A meeting is not a neutral event. It is a deduction from your attention budget — and unlike money, attention cannot be borrowed, carried forward, or recovered once spent. The analogy to taxation is not rhetorical; it is structural. The state collects a share of your income before you see it. An organization collects a share of your attention before you can decide what to do with it. The key difference is that income tax has a fixed rate disclosed in advance. The meeting tax is variable, opaque, and often collected by people with no elected authority to impose it.

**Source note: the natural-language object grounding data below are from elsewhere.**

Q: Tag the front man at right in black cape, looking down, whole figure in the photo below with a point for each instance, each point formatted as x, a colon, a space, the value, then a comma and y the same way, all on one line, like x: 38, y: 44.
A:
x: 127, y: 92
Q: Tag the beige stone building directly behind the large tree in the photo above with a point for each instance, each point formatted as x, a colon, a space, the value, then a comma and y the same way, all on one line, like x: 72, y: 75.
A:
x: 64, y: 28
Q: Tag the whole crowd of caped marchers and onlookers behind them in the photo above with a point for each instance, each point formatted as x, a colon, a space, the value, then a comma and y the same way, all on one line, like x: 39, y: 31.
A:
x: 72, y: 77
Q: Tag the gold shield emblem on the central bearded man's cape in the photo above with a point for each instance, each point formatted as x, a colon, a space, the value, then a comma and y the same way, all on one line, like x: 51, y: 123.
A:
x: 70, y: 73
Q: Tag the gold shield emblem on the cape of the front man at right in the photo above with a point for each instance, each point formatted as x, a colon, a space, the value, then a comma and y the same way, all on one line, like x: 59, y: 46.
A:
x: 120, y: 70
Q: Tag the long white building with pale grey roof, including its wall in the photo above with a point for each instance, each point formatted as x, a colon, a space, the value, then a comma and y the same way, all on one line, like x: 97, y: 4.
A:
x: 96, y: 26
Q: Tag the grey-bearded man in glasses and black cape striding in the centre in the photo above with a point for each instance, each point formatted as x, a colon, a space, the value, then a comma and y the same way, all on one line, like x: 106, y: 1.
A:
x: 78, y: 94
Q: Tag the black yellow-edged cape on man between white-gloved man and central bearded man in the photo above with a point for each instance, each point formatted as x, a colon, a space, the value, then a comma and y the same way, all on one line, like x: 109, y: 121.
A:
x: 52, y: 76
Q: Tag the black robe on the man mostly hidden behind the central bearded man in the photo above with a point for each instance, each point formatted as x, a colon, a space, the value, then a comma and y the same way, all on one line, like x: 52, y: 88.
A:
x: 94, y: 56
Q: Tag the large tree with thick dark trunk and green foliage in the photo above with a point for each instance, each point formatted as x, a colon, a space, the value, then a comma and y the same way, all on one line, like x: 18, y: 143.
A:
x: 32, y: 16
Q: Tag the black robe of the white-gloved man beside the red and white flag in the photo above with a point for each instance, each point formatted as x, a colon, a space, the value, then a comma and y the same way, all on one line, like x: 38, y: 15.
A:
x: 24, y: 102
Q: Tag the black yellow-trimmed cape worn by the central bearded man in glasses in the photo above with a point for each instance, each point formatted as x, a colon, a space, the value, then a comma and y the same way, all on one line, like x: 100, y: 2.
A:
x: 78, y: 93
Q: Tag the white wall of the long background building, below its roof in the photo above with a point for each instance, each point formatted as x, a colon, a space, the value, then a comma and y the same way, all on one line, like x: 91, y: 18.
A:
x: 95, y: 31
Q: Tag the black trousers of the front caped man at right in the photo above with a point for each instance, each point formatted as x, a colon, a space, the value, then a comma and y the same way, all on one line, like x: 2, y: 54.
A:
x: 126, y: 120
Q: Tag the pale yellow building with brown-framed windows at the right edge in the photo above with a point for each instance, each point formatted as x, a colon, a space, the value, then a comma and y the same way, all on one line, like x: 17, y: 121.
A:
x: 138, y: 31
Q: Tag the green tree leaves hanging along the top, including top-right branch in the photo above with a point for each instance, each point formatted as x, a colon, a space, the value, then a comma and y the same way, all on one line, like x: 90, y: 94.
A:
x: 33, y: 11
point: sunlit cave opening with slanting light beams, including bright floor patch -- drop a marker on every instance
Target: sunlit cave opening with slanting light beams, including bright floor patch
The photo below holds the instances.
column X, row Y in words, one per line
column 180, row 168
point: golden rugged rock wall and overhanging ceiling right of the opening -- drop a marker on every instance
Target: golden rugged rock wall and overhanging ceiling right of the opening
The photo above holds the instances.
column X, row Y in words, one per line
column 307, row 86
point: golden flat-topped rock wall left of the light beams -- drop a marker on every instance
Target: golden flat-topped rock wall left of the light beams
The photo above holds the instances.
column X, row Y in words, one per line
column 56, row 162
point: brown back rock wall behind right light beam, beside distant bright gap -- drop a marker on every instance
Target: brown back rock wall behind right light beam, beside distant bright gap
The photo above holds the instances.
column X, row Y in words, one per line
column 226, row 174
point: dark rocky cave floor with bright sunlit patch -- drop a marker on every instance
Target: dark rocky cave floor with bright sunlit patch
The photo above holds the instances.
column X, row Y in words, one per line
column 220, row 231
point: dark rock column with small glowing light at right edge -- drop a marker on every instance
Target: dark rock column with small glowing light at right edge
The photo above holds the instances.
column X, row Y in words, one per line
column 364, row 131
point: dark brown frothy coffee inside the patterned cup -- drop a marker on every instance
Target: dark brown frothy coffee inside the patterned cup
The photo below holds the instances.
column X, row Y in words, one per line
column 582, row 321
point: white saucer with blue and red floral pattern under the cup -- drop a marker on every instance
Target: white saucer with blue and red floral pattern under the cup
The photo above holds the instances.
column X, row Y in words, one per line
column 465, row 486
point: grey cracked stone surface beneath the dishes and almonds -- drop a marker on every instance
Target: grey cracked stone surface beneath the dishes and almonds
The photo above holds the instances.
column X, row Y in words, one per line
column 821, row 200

Consider what a one-hour meeting actually costs. The direct cost is one hour of your time. The indirect cost is what cognitive scientists call the switching penalty: the time and energy required to return to the depth of focus you held before the meeting. Studies by Gloria Mark at UC Irvine found it takes an average of 23 minutes to return to a task after an interruption. A one-hour meeting in the middle of a working session therefore does not cost one hour — it costs the hour plus two recovery penalties, one at each boundary. A day structured around three mid-session meetings can effectively eliminate deep work entirely, not because the meetings are long but because they fracture the time remaining into pieces too short for any work requiring sustained thought.

This is not an argument against all meetings. Some meetings create value that cannot be created in any other way: genuine decision-making that requires collective negotiation, relationship repair that requires presence, coordination of complex moving parts where asynchronous communication has demonstrably failed. The problem is not meetings as a category. The problem is the unexamined assumption that a meeting is the default response to any need for communication or coordination — that the first solution to any organizational ambiguity is to put people in a room.

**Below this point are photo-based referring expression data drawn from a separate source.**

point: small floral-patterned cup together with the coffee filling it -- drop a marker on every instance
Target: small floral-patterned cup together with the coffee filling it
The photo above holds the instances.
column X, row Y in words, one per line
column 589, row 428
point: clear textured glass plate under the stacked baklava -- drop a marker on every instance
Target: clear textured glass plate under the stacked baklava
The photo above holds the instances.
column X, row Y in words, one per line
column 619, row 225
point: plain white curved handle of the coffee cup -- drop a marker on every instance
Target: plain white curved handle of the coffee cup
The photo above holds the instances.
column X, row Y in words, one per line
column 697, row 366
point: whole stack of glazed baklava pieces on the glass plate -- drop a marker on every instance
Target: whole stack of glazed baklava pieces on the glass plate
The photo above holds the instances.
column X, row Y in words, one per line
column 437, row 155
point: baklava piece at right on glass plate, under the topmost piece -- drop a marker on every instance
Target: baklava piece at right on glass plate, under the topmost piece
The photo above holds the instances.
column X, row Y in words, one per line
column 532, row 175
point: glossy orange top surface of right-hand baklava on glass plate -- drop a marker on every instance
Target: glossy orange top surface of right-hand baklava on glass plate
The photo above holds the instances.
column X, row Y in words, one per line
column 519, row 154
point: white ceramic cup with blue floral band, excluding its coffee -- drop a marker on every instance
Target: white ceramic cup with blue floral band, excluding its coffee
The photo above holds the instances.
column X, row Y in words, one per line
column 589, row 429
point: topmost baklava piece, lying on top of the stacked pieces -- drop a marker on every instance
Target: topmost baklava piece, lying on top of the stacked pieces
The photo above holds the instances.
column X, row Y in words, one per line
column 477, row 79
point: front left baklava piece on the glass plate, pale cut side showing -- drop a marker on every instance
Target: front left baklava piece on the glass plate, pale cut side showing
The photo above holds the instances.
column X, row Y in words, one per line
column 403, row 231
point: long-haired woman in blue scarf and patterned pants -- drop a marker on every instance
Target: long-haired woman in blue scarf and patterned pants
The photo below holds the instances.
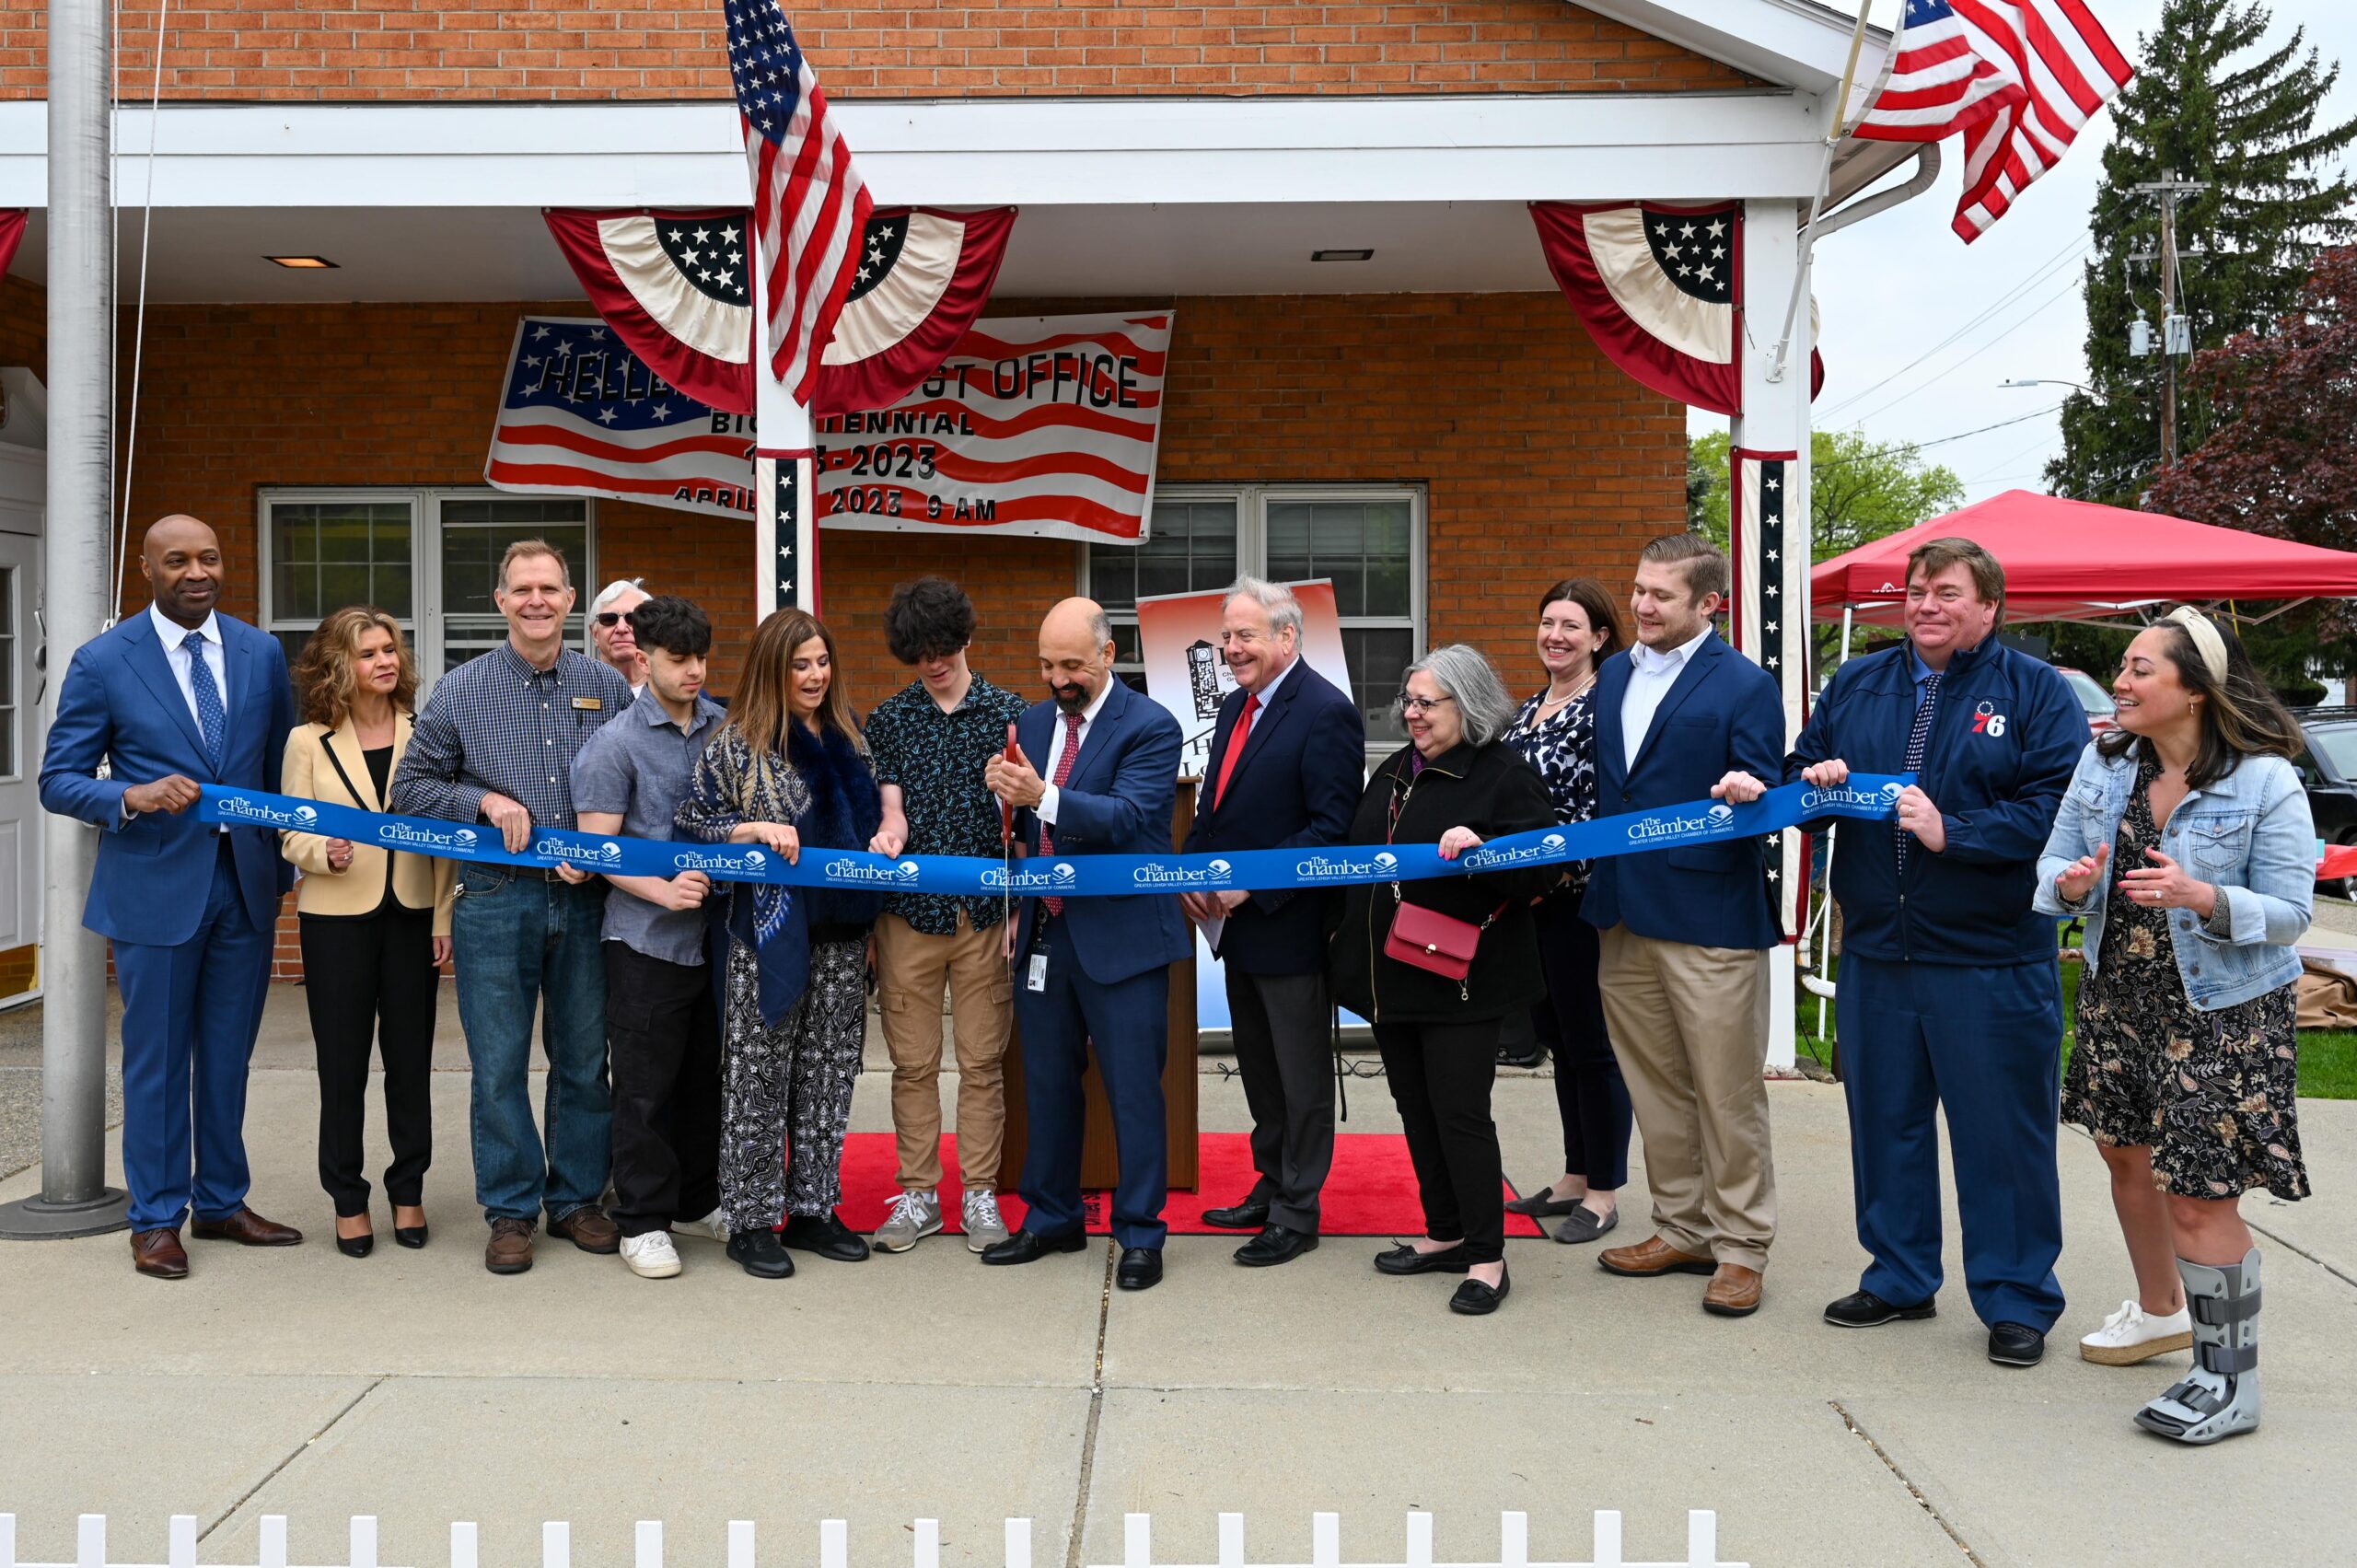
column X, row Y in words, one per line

The personal discipline required is audit and enforcement. Audit means being honest about the actual value of each recurring meeting you attend: does this meeting produce outcomes that could not be produced more cheaply by other means? Enforcement means having and using a policy — a personal policy, since organizational policy frequently cannot be relied upon — about what meetings you will accept, when you will accept them, and what you will do when you are invited to a meeting that does not clear your threshold.

The most useful move most people can make is to block their morning hours. The evidence on cognitive performance is consistent: most people have their highest-quality thinking in the first two to four hours after waking. Scheduling meetings in those hours is a particularly costly form of the tax, because it collects from your peak resource rather than your off-peak. Protecting that block — not as a preference but as a standing policy — is one of the highest-return time investments available.

The practical consequence of treating meetings as a tax is that you begin to treat them as a cost rather than as neutral calendar events. You ask, before accepting: what is this meeting trying to achieve? Could it be achieved by a three-sentence email? Could it be a recorded update that people watch asynchronously? If it has to be a meeting, does it require my attendance specifically, or am I being included for coverage, comfort, or the organization's need to feel like everyone is informed? These questions are not antisocial. They are the minimum due diligence required to protect a resource that, once spent, cannot be returned.